Chae-rin, who would have once recoiled from such a prospect, met his gaze. Her hands were trembling, but she didn't look away.

Finally, he looked at Da-eun. "And Da-eun, you will tell your story. Not the one the public knows. You will talk about your crippling performance anxiety. About every executive who told you that you were 'too much,' 'too loud,' 'too difficult.' You will talk about your roar not as an act of aggression, but as armor against a world that tried to make you quiet and small. You will show them the fear behind the fire."

The proposal was breathtaking in its audacity. He was asking them to do the one thing every public figure is trained not to do: to publicly, willingly expose their deepest wounds, their most painful scars.

Da-eun, ever the pragmatist when it came to a fight, voiced the obvious objection. "Are you crazy, CEO-nim?" she asked, her voice a mixture of disbelief and grudging respect. "You want us to just… hand our trauma to the world on a platter? Nam Gyu-ri will have a field day with this. She won't have to whisper questions anymore; she'll have our confessions. She'll call it emotional exhibitionism, a desperate plea for attention."

"Let her," Yoo-jin countered, his voice ringing with conviction. "Her power comes from hinting at secrets, from whispering about hidden shame. We will rob her of that power by having no secrets left."

He stepped closer to the center of the room, his passion infectious. "Don't you see? Her article asks, 'Is their pain real? Is it just a gimmick?' We will answer that question so definitively that it can never be asked again. We will show the world the pain. We will show them the scars. And then," he said, his voice rising, "we will show them the breathtaking, magnificent art that was born from it."

"This isn't just about testifying to your past. It's about connecting it, inextricably, to your present. After you each tell your story, we will cut to footage of you in the studio, together. We will show you arguing, laughing, struggling, and finally creating 'Hollow.' We will show the world that your pain is not a product you are selling. It is the fuel you are burning to create light. We will prove that the ghost, the roar, and the stolen soul are not your weaknesses. They are the source of your goddamn superpower."

The sheer, unassailable logic of it was a thing of beauty. He was taking Nam Gyu-ri's attack vector and turning it into their primary engine. He was going to prove their authenticity by showing the ugly, painful, and beautiful process of turning trauma into art.

This was the most demanding, the most dangerous act of artist management he had ever attempted. He was asking for a level of trust that bordered on absolute faith. He was asking them to hand him their most vulnerable selves, promising he could turn them into shields.

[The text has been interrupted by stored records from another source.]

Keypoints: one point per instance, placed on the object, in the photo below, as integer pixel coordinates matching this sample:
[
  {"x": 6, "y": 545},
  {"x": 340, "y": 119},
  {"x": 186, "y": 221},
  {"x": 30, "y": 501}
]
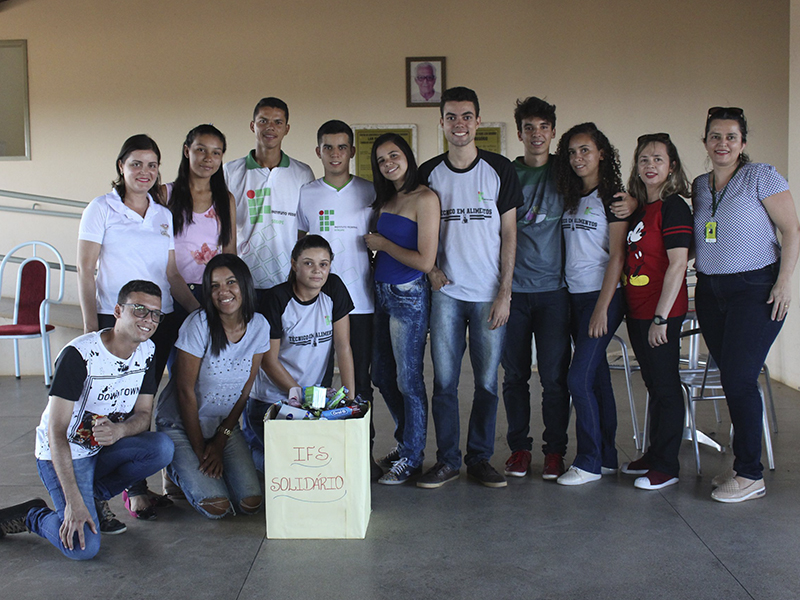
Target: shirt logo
[
  {"x": 255, "y": 204},
  {"x": 326, "y": 221}
]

He looked at each of them, his expression serious. "But this only works if we are all in. One hundred percent. If even one of you has a doubt, we don't do it. The choice is yours."

The room was silent for a long, heavy moment. The three artists looked at each other, a silent conversation passing between them. They had all been victims of the industry in different ways. They had all been told to hide their truths. Yoo-jin was offering them the chance to do the opposite, to reclaim their own narratives with a defiant roar.

It was Jin, the man who had the most to lose and the most to reclaim, who broke the silence. He looked at Yoo-jin, his eyes no longer hollow, but filled with a cold, clear fire.

"I'll do it," he said, his voice steady.

His courage was the spark. Chae-rin looked at him, then at Da-eun, and gave a firm, determined nod. Da-eun let out a sharp, humorless laugh. "Hell," she said, a reckless grin spreading across her face. "Let's give the Viper something to really talk about."

The new blueprint was approved. The counter-attack was on.